New-home sales reach 3-month high

A construction crew works on the frame of a new house in Trenton, N.J., in April. Sales of new homes rose 2.3 percent in April, the Commerce Department said Thursday.
A construction crew works on the frame of a new house in Trenton, N.J., in April. Sales of new homes rose 2.3 percent in April, the Commerce Department said Thursday.

Builders sold more U.S. new homes than projected in April as cheaper borrowing costs and job gains drew more buyers into the market.

Sales climbed 2.3 percent to a three-month high of 454,000 homes at an annualized pace from a 444,000 rate in March that was faster than first estimated, the Commerce Department said. The data included revisions back to January 2011. The median selling price rose to a record on sales of more expensive properties.

Demand for new and previously owned homes is sustaining progress in residential construction that is poised to keep fueling the economic expansion. Builders such as Pulte Group Inc .,home-improvement retailers like Lowe’s Cos. and lenders are benefiting from higher property values, lower mortgage rates and a pickup in household formation.

“In terms of growth, housing is the strongest part of the economy right now,” Jim O’Sullivan, chief U.S. economist at High Frequency Economics in Valhalla, N.Y., said before the report. “As employment continues to recover, household formation should recover. Right now both trends look positive.”

The median selling price increased 14.9 percent in April from the same month last year to a record $271,600, Thursday’s report showed. The gain reflected increases in sales of homes costing $400,000 or more. Purchases of homes priced less than$300,000 decreased.

Purchases rose in two of four U.S. regions, led by a 10.8 percent jump in the West. Sales in the South rose, while purchases dropped in the Northeast and Midwest.

The supply of homes at the current sales rate held at 4.1 months. There were 156,000 new houses on the market at the end of the month, the most since October 2011.

Sales of new properties, which are tallied when purchase contracts are signed, are considered a more timely measure of the market than sales of previously owned dwellings, which are counted when a sale is final. New home sales accounted for about 7 percent of the residential market in 2012.

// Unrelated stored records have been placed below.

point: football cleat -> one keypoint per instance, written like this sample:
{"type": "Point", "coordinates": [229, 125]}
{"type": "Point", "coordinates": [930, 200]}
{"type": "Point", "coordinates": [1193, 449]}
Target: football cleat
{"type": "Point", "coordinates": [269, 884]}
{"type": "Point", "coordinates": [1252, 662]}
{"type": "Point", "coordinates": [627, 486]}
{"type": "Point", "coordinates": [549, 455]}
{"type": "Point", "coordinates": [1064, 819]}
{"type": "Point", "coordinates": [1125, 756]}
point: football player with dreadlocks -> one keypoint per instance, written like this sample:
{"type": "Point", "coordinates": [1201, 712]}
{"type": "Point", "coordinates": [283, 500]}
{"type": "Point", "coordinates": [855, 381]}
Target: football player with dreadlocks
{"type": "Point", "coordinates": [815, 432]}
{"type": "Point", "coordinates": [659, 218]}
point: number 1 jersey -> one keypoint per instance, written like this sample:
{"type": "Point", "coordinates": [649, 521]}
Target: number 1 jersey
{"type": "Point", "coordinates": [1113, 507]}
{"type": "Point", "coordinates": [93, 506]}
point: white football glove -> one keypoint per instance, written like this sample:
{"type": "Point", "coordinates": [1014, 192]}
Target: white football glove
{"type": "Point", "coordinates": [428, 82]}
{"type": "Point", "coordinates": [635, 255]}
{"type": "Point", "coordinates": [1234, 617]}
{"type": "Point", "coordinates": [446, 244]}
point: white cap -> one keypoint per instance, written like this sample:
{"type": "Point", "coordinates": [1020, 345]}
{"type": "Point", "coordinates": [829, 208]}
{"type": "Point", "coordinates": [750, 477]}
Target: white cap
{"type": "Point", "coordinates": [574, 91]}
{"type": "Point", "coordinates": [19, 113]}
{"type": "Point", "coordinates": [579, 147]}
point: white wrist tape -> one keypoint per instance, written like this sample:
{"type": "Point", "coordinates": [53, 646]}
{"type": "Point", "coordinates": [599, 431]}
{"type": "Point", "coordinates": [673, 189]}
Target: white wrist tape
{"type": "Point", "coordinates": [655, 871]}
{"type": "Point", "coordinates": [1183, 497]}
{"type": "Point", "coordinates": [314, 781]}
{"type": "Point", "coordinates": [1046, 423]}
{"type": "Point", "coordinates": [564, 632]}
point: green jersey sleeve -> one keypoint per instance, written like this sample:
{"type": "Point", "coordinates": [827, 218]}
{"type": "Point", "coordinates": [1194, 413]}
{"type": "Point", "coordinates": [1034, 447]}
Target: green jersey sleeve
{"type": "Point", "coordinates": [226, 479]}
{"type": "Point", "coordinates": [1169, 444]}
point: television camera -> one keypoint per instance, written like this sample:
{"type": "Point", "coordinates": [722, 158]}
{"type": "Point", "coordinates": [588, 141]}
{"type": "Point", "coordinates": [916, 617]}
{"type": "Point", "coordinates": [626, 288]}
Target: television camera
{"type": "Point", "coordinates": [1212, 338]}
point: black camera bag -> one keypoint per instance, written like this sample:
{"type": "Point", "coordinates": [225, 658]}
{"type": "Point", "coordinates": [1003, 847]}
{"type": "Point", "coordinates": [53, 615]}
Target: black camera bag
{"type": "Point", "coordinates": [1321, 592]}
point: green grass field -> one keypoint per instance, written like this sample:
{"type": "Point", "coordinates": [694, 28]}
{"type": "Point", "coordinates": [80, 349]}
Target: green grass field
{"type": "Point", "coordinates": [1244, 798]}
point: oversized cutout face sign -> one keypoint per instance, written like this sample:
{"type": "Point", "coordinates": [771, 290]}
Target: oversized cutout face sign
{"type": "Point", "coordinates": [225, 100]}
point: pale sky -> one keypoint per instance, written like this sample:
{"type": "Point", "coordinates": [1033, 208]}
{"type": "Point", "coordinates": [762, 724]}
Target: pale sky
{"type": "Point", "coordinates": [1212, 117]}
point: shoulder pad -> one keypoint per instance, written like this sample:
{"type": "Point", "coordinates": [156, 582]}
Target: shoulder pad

Purchases of previously owned homes climbed in April to the highest level in more than three years, to an annual rate of 4.97 million, the National Association of Realtors reported Wednesday. The median price of a property rose 11 percent, to $192,800, from a year earlier. It was the fifth-consecutive month that property values advanced more than 10 percent year over year, the data show.

Demographic shifts are helping fuel growing demand. More young people are forming households and retirees are moving into new homes, according to Robert O’Shaughnessy, chief financial officer at Bloomfield Hills, Mich.-based Pulte Group, the largest U.S. home builder by revenue.

“There is a limited number of units on the ground,” O’Shaughnessy said at a conference Tuesday. “In many markets you’ve got below three months’ supply of actual housing available for sale. So when folks are actually out shopping, new becomes an even better alternative, being it’s one of the only things around.”

Confidence among home builders improved in May as prospective buyer traffic picked up along with sales, a report showed last week. The National Association of Home Builders/Wells Fargo index of builder confidence rose to 44 from a revised 41 in April, the Washington-based group said.

Further progress in housing may be gradual as as Americans begin to feel the effects of higher taxes that took effect in January at the same time government budget cuts take hold, Lowe’s Chairman and Chief Executive Office Robert Niblock said.

“The housing market continues to show convincing signs of life,” Niblock said on a Wednesday earnings call. “However, growth in other key indicators, particularly employment, slowed in the first quarter. We expect growth to remain modest through midyear as consumers adjust to higher taxes and the fiscal drag intensifies.”